Adding a new benchmark

  1. Add a row to bench/benchmarks.json. Pick vocabType carefully (any is the right default for perplexity; byte-only for tasks whose prompt format depends on character-level alignment).
  2. Add an entry to browser/src/benchmarks/registry.ts so the leaderboard UI knows the name and direction. The browser-side implementation can be a stub that throws BenchmarkError("incompatible", …) if you don’t want users running it live in their tab.
  3. For a perplexity benchmark, drop the holdout text under browser/public/benchmarks/<name>.txt (or .json with a stories-json schema) and point holdoutCorpus at it.
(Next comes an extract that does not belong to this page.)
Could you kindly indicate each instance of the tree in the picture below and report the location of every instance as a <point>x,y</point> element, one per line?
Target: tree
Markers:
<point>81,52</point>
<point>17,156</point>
BPE-only benches can point outside the public dir (e.g., /tmp/eval-holdout-tail.txt) — they never get fetched from the browser.
  4. Re-run tinygpt score-bench over the existing gallery to backfill scores.

Caveats

Why we kept browser/score_gallery.ts

Three reasons:

  1. CI / existing scripts call it — silently breaking them by deletion would be hostile.
  2. The byte-only path it implements is still the path of least friction for the original five browser-trained models. They’re fp32, vocab=256, fit in the WASM module’s address space, and run in seconds.
  3. Now it explicitly skips BPE models with a one-liner pointing at tinygpt score-bench. Anyone running the legacy script on a BPE checkpoint gets the actionable message instead of a corrupted number.